According to reports out of the National Police Headquarters (ORFK) to MTI via Magyar Nemzet, 7,406 people entered Hungary at the Ukrainian-Hungarian border section on Thursday, while 8,014 people crossing the Romanian-Hungarian border declared to authorities that they were coming from Ukraine.
Among those admitted, the police issued temporary residence certificates, valid for 30 days, to 88 people. During this time, they must visit the office of the National Directorate General of Immigration, to obtain official documentation for their stay.
At the same time, Magyar Nemzet has also reported that Zelensky plans to tax Ukrainian citizens and businesses to continue funding the war. This is not going over so well with those Ukrainians remaining in the country.
With a population of some 38 million in 2022, 6.5 million reportedly had fled the country due to Russia’s aggression as of February 2024. IOM Hungary reports that 4.2 million Ukrainians have passed through Hungary, with just 65,000 refugees remaining in the country as of late January 2024, according to ACAPS.
With a majority of refugees being women and children, continuous conscription efforts by the Ukrainian government have resulted in plenty of men trying to flee as well, with Zelensky even supporting an EU-wide draft for those who have.
There are also reports of Ukrainians returning back home, but the continued violence and now new tax measures are sure to discourage many.
Businesses have understandably been in an uproar over a draft of the new tax law submitted in July.

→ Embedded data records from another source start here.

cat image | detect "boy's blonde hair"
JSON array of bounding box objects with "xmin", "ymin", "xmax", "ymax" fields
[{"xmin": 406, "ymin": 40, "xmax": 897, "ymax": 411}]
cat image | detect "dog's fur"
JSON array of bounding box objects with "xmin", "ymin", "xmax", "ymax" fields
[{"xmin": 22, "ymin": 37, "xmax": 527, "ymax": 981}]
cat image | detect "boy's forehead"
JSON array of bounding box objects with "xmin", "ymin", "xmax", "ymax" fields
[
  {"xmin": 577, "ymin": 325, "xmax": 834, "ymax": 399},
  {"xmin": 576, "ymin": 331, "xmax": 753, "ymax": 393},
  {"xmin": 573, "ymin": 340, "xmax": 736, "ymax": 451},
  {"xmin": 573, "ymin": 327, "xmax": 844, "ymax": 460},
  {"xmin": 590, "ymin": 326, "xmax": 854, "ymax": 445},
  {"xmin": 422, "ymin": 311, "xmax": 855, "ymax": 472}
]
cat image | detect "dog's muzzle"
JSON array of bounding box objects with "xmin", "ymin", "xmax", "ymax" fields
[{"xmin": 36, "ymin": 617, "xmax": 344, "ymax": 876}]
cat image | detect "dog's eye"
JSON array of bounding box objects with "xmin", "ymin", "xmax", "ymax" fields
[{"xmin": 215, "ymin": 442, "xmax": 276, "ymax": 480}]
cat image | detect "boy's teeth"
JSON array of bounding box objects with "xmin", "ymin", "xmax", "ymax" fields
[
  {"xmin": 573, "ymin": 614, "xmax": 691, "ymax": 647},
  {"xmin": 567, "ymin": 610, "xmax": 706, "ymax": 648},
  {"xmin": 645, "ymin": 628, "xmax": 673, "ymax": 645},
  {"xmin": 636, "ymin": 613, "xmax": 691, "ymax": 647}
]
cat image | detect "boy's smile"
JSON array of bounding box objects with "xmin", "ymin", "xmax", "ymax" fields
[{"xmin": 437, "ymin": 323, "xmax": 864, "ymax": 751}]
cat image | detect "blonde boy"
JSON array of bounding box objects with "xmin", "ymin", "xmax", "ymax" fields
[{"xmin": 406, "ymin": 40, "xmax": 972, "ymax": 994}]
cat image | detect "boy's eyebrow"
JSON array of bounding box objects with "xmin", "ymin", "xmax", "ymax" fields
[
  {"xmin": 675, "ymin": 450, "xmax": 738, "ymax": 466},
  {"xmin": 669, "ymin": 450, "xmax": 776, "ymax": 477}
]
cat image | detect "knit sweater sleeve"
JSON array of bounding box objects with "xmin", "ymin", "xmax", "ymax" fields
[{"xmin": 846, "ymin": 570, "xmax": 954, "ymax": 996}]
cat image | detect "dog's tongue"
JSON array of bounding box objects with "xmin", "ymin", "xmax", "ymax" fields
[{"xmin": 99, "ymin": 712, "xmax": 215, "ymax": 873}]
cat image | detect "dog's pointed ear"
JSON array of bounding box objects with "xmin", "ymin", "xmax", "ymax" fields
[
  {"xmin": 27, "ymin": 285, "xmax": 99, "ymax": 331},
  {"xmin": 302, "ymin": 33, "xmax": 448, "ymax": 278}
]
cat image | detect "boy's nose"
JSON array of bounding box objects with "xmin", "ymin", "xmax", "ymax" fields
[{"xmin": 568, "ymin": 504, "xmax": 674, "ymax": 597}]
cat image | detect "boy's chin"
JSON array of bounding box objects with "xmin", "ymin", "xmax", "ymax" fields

Even the U.S. has advised the country to perhaps instead take action against lost revenues due to tax evasion and corruption related to Ukraine’s gray market.
The American Chamber of Commerce even released a statement, as cited by Politico: “AmCham Ukraine firmly believes that the source for additional tax revenues is in combatting evasion and ensuring equal rules for all, not increasing taxes on legitimate taxpayers who already bear the highest burden.”
Ukraine’s finance minister, Sergii Marchenko, has apparently insisted that all other resources have been “exhausted.” While the government will also turn to borrowing for three-quarters of the $12 billion additional funds it needs, the rest will need to come from imposing higher taxes on people and businesses.